Yes, I know that there are some very good methods out there, some swear by this or that way of protecting yourself while online, or when checking in with your savings account. Or when you chat with your buddies, or send/receive business messages, or even when you buy that long-sought laptop or wristwatch from Evilbay.
But. There are so many buts, and ifs, and “what about this?” instances, that there cannot possibly exist a waterproof method for ever tool in a hacker’s bag (and believe you me, these are numerous, more numerous than you ever envisaged).
So, we all would like to be in a position where to cheat the,er, cheater.
What, then, is our lot? Just buy online protection like maniacs, and realize after some time that the software is easily overtaken by some cheeky and clever web thug? Perhaps this is
the a way.
Just be smart, my son.
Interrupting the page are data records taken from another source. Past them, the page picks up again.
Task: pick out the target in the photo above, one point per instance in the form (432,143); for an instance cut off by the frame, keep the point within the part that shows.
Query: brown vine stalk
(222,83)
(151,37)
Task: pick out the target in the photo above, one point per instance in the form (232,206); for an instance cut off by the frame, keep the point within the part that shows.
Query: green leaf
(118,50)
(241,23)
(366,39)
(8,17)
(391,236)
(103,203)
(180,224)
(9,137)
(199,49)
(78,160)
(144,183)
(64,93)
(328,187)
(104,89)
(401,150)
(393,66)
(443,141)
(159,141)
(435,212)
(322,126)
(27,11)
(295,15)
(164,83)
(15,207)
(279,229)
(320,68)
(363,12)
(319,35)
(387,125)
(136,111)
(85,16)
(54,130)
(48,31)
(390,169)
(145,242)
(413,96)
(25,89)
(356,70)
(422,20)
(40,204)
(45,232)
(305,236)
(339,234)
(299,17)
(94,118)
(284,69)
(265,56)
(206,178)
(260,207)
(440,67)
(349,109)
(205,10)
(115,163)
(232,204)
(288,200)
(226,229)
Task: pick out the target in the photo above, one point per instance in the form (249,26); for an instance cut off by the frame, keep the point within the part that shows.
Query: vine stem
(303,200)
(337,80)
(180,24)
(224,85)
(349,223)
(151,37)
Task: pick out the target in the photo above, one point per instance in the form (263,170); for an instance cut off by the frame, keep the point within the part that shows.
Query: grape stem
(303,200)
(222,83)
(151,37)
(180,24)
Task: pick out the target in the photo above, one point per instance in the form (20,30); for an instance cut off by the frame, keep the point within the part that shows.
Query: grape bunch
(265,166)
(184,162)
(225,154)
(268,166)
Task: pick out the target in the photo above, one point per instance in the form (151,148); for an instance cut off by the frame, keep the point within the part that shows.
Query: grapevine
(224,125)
Be smart, attentive and read the signs. For there are signs, believe you me. Weird email address, unknown provider, fancy names (lie those in Danielle Steele’s books), funny named or unwanted/unsolicited attachments, and so forth.
Example given: I got an email message the other day, which said “You Paypal account has been suspended. Immediate action required”. Now, I deal with Paypal as the next guy, nothing more. So I saw the PAYPAL on the subject line, and wanted to see who sent me the message (whence it came from). One funny thing is that my BB Passport does not automatically shows the sender’s address. (Of course you can tinker with settings and have that appear on every message). And the sender’s address was something like ” goose across the pond” thing, not PP. So, binned the darn ting immediately.
Remember (or try to) which email address is registered with what company or with whom.Obviously the message will scream “boo-hoo” if it comes from say, Ebay, and you never registered THAT email address with THAT particular service or goods provider. Follow the logic, my son.
“Caveat”…that word was not invented for nothing. Still very today-ish, mind you.